Mary Gaitskill, author of Veronica, was introduced by the editor of Potomac Review, Julie Wakeman-Linn, and she read from Veronica, which is a very poetic work. I have never read her work, but it is certainly descriptive, poetic, and uses imagery to get to the heart of the matter. I’m not too sure she is my cup of tea, to use a cliche.

She then introduced Dave Housley, an editor of Barrelhouse Review and author of Ryan Seacrest Is Famous, who read “Combat Photographer.” It was a great short story about a combat photographer attempting to re-enter society to find a steadier job with benefits because his wife is pregnant and she wants him to be more stable and not off to war.

The next reader, Nathan Leslie, read from his collection, Madre. “The Towel” was a great story about young families and the adjustments they go through; the main character Norman and his wife have very different views of parenthood. The descriptions of the various stroller models are hilarious. I just had to select the book of short stories for my free conference book. I can’t wait to read the rest of the stories.

Lalita Noronha is the author of Where Monsoons Cry, and she was the third reader. Her descriptions of Indian culture and life were phenomenal. I was torn between this book and Madre for my free conference book. Noronha has a performance-like presence when she reads her prose, and it transported me to India quickly–even though she only read a few pages. I think this book will be one of the next ones I pick up in the bookstore.

Another Arab-American author, Susan Muaddi-Darraj, read last and her book is The Inheritance of Exile. Anna picked this book as her free conference work. I can’t wait for her to read it and I can finish Madre; we’re going to switch off and trade, so we can each discuss them. She was another reader that I really enjoyed, who easily transported me into the world she created.

It was a good reading, and I got to check out Rockville’s revitalization, which is amazing with the new town center. It was a great walk, though a bit chilly. There also was a great Tapas restaurant on the corner near the VisArts Center. It smelled delicious and look reasonably priced. We’ll have to make a point to go there sometime.

You’ll just have to wait for the conference review later.

Please do not forget to enter the Poetry Book contest this month via the Welcome post, which has all the necessary rules and information.

April Writer’s Conference in Washington, D.C.

On April 5, 2008, I will again be at an all-day conference in Washington, D.C., Conversations and Connections. I cannot wait for another opportunity to network and learn from my peers. It will be great to among creative writers. This is the second, all-day conference in the region.
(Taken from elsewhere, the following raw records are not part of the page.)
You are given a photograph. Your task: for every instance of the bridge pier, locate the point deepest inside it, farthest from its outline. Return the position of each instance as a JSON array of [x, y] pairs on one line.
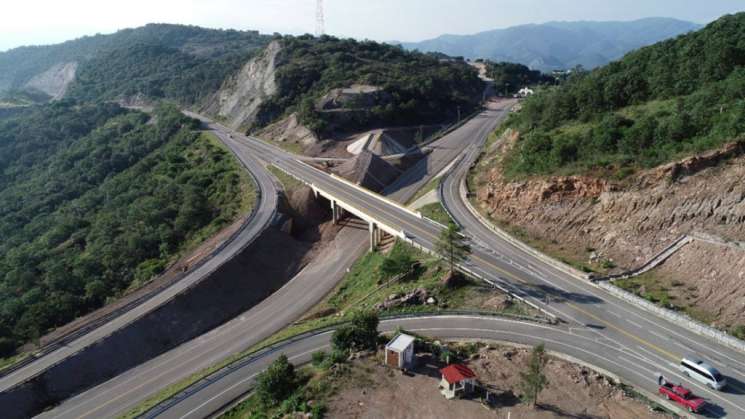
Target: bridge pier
[[374, 236]]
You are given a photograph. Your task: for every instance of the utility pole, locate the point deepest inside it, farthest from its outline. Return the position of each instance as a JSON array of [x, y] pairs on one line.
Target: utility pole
[[320, 20]]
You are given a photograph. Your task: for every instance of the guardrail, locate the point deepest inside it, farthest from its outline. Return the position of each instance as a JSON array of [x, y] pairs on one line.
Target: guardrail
[[51, 347], [604, 284], [679, 319], [216, 376]]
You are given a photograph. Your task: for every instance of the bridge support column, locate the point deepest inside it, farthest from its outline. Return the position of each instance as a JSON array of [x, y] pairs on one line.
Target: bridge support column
[[373, 236]]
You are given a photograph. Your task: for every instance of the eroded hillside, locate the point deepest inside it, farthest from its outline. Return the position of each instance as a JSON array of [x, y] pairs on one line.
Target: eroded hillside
[[609, 168]]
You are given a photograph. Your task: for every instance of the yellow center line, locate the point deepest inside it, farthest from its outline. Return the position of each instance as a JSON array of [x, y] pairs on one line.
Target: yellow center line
[[672, 356]]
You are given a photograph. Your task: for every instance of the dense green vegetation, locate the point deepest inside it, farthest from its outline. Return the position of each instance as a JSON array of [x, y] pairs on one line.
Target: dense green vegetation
[[419, 87], [680, 96], [510, 77], [180, 63], [95, 199]]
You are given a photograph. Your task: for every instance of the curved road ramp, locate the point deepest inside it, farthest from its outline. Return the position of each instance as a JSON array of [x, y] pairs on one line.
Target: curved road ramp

Registration is $45 for an all-day conference.

I may even head out to the readings on April 4th in Rockville.

The first breakout session will have the following:

  • Crafting the Poem (panelists: Kim Roberts, Eric Pankey, Kim Jensen, Sean Conrey)
  • The Business of Getting Published (panelists: Nancy Naomi Carlson, Holly Sneeringer, Mark Drew)
  • Finding a Home for Your Brilliant Work: Amy Holman Workshop
  • Starting Your Own Independent Press (Ed Perlman)

The second breakout session will have the following:

  • The Long Haul: Writing the Novel (panelists: Michael Kimball, Fred Leebron, Carolyn Parkhurst)
  • How Can an MFA/MA Help Me? (panelists: Kenra Kopelke, Geoff Becker, David Everett)
  • Short Fiction: Process and Craft (panelists: Merrill Feitell, Lalita Norohna, Susan McCallum-Smith)
  • Writing Nonfiction (Eric Nuzum, Joanne Cavanaugh Simpson, Lucie Snodgrass, David A. Taylor)

The third breakout session will have the following:

  • The Disciplined Writer (panelists: Michelle Brafman, Jen Michalski, Kathy Volk Miller, Tim Wendel)
  • Poetic Forms (Ned Balbo)
  • The Novella: Form and Potential (Cyndi Reeves)
  • Web Markets and Marketing (panelists: Rachel Adams, Thom Didato, Reb Livingston)

I suggest anyone in the area sign up and join me. It will be a great time. And if you haven’t been to D.C. before, it will be a great time to come because the Cherry Blossoms are expected to be blooming.

I am so excited. It gives me something positive to look forward to, and I definitely need it. Maybe it will get my creative juices flowing more as well.